Hydrogen Fuel Cell Research A Breakthrough For Green Revolution

Assistant professor of chemistry Travis Williams, postdoctoral researcher Brian Conley, and alumnus Denver Guess, have found a way to produce hydrogen gas from a solid and catalyst. “Hydrogen makes a great fuel because it can be converted easily to electricity in a fuel cell and because it is carbon free,” according to a report about the breakthrough.
Preventing the safe use of hydrogen as fuel in the past, hydrogen has to be stored in very low temperatures and high pressures as a liquid, which is incredibly dangerous. “The downside of hydrogen is that, because it is a gas, it can only be stored in high pressure or cryogenic tanks.” If a vehicle using hydrogen as fuel was to crash, the possibility of a hydrogen explosion occurring would be highly likely.
However, if hydrogen gas could be produced from a solid and a catalyst, the use of hydrogen as fuel would be much safer and easier to manage – and make hydrogen readily accessible as a fuel.
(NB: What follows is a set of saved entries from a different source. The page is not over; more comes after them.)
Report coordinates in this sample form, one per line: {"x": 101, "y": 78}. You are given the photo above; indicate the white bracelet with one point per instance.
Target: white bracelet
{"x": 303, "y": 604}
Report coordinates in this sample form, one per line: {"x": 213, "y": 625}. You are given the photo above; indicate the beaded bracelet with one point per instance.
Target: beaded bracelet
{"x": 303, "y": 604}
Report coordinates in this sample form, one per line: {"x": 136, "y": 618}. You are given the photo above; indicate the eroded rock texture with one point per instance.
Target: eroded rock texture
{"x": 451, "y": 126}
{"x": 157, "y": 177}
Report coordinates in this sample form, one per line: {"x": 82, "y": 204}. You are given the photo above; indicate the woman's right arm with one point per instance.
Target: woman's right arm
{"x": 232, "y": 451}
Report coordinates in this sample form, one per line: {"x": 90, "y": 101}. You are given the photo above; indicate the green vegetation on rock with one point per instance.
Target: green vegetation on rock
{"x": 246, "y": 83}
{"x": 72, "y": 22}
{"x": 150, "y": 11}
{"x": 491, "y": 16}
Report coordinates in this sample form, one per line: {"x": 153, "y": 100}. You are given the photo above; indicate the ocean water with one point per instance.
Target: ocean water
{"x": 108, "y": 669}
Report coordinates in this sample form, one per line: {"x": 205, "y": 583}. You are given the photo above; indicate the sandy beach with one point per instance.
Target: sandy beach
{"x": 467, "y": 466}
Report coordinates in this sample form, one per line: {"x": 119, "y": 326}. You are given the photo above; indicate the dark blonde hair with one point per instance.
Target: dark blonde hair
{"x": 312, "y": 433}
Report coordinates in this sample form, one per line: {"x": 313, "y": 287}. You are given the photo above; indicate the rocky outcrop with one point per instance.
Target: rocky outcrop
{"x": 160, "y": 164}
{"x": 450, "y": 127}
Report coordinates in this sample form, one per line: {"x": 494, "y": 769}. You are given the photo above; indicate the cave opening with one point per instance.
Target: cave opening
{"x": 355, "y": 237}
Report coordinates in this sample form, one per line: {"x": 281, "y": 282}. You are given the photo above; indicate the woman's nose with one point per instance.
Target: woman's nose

Which is exactly what this team of USC scientists discovered.
USC Dornsife reports that the team “figured out a way to release hydrogen from an innocuous chemical material – ammonia borane, a nitrogen-boron complex – that can be stored as a stable solid. Now the team has developed a catalyst system that releases enough hydrogen from its storage in ammonia borane to make it usable as a fuel source. Moreover, the system is air-stable and reusable, unlike other systems for hydrogen storage on boron and metal hydrides.”
This is an incredible breakthrough, especially in light of proponents of the green revolution searching for new ways to protect the environment. After this initial research, if the scientists figure out a way to implement their innovation on a much wider scale, making clean burning fuel for mobile transport much more readily accessible and at a much lower cost, life in a green world will be that much closer to becoming a reality instead of just a daring hope.